Maar ik wil ook zeven jaar Roemenië in een column of essay proppen, maar ook iets over schoenen, hoe ik dankzij de tweedehands markten de Sarah Jessica Parker van Roemenie werd maar hoe torenhoge Jimmy Choo hakken maar beperkt handig zijn wanneer je iedere dag met een kleine kettingzaag (baby Drujba!) ter hand het berenbos in duikt voor je wintervoorraad, zelfs wanneer ze maar 35 lei kostten, hoe ik dan over de beren wil vertellen en hoe er al binnen 24 uur na de recente wetswijziging jacht vergunningen werden verhandeld voor tienduizenden euro’s om een bruine beer te schieten en over de koning van Engeland die dit jaar niet kwam en wat hij er dan van vindt en of ik hem misschien nu ook maar een brief moet schrijven daarover, maar ook om te vragen of hij dan mijn huis wil kopen* en hoe ik het huis eigenlijk niet kan verkopen want alle dieren liggen er begraven en nu is het dus “sacred ground” en hoe mijn moeder al een week lang probeert mijn vader en mij voor de tv te krijgen voor de Netflix serie “Een brief aan de Koning” en ga zo maar door…)

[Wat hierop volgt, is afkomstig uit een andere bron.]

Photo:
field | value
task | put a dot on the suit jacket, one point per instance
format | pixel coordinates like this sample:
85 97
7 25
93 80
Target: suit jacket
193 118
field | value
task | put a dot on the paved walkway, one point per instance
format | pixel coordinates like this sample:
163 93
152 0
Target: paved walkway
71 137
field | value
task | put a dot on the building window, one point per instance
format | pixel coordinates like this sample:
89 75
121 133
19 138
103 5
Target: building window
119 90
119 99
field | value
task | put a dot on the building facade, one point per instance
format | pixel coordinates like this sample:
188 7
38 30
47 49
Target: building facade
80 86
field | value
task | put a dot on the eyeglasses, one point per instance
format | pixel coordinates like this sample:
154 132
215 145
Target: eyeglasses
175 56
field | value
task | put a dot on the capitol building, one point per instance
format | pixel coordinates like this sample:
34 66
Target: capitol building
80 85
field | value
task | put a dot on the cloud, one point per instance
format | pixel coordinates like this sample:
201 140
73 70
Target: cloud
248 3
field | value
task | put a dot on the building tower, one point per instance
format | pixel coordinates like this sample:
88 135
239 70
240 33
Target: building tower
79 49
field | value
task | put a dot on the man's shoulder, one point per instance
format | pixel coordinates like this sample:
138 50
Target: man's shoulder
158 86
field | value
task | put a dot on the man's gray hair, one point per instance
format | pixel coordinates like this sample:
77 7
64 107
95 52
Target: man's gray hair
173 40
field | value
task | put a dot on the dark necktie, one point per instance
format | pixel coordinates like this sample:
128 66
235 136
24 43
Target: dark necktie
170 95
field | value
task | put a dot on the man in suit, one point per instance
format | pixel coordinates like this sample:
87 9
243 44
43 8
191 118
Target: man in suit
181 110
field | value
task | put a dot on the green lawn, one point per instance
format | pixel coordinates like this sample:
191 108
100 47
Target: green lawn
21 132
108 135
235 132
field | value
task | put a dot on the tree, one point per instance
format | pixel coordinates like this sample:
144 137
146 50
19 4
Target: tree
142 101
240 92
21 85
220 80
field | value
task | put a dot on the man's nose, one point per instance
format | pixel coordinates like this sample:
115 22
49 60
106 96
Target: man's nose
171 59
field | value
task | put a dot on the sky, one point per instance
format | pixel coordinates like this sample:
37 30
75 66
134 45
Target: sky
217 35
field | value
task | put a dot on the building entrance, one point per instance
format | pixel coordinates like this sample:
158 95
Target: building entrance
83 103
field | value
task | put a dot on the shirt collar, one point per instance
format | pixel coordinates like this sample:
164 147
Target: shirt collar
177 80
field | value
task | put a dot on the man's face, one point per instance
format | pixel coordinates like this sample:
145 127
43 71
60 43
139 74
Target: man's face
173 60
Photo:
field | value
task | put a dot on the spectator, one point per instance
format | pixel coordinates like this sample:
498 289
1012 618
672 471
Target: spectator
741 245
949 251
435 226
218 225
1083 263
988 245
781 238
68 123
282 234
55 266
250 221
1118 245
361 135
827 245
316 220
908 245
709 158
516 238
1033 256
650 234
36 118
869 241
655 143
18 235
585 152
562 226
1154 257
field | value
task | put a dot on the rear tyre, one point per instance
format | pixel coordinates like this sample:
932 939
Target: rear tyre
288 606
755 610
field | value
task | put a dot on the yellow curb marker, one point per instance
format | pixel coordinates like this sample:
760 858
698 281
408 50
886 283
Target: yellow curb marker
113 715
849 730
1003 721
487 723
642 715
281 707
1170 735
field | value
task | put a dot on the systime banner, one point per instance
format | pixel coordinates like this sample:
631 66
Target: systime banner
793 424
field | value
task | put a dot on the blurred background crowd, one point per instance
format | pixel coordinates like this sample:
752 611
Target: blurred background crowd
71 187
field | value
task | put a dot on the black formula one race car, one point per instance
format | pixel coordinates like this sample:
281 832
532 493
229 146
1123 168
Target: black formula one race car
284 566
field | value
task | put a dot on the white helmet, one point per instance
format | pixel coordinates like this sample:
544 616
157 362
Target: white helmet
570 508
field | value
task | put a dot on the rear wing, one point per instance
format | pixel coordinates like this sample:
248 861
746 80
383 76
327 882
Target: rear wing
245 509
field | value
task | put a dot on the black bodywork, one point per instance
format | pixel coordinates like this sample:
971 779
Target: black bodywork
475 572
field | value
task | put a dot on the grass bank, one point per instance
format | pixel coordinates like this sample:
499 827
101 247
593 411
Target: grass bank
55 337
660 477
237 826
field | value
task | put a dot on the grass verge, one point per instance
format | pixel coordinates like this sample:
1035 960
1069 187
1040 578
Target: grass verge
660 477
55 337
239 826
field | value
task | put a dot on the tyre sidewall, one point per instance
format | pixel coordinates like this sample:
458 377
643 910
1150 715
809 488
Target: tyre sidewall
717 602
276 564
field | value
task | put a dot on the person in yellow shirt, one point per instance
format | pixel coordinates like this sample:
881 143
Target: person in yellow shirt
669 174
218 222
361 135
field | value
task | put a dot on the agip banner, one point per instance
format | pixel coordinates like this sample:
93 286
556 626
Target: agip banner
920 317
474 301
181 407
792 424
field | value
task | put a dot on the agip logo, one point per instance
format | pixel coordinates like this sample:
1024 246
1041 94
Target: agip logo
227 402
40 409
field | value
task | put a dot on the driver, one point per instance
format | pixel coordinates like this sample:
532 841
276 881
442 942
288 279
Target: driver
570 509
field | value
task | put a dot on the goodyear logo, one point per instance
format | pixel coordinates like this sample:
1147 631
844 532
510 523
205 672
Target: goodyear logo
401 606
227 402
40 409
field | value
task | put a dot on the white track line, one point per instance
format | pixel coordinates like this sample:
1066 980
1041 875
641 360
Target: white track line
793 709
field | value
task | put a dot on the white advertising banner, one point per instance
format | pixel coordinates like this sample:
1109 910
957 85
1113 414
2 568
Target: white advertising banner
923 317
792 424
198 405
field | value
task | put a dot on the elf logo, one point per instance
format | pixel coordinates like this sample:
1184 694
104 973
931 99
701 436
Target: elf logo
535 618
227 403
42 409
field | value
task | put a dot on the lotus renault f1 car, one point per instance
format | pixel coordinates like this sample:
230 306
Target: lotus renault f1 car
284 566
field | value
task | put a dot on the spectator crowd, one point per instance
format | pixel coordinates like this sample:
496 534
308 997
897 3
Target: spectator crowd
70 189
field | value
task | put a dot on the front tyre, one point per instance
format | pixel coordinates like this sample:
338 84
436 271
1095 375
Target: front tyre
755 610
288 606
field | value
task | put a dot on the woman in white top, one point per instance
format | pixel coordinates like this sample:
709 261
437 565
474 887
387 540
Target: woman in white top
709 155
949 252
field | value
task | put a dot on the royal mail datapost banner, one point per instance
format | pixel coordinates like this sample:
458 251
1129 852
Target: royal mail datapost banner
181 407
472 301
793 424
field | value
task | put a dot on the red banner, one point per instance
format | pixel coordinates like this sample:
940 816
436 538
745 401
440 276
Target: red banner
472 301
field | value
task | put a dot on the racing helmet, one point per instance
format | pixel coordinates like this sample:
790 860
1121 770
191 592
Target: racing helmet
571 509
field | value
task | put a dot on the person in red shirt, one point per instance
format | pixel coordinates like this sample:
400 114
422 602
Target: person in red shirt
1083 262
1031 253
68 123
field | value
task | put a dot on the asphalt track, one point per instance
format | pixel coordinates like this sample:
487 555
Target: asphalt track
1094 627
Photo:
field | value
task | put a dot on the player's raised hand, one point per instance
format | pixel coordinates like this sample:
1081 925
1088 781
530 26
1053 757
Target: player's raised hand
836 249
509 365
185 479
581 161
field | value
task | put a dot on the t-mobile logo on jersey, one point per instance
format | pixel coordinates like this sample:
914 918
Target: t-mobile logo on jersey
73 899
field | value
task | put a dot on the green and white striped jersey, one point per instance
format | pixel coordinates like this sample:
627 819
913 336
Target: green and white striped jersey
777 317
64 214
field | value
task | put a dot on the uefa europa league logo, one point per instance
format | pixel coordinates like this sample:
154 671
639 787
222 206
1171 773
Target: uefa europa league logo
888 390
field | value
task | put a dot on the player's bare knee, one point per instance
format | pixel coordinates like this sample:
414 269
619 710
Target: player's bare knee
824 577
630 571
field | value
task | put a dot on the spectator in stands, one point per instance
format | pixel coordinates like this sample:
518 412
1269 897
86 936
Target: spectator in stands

Nu denk ik bijvoorbeeld aan het “nogal wiedes” wat ik las in de Volkskrant vandaag en waarbij ik onmiddellijk dacht; die heb ik al veel te lang niet gehoord dus moet ik het vaker gaan gebruiken. Net zoals ik vind dat er veel meer gejubeld moet worden. Vooral omdat jubelen zo een heerlijk woord is.
En dat wanneer ik mezelf in het Nederlands hoor zeggen dat ik ergens wat van vind ik meteen moet denken aan het suffe grapje: als ik iets vind dan breng ik het naar de politie. En dat ik nog nooit iets heb gevonden en naar de politie gebracht.
Mijn moeder heeft zwijgend alles aangehoord en loopt nu met een vol poepzakje in de hand. Ze vindt er verder weinig meer wat van tot dat ze op weg naar een prullenbak weer wordt onderschept door een fatbike.
Wat zijn die dingen toch godvergeten irritant.
*PS Dit heeft wellicht nog wat nader toelichting nodig; ik woon deels in het Transylvaanse dorp Zalanpatak op nummer 10. De koning van Engeland heeft een huis op nummer 1.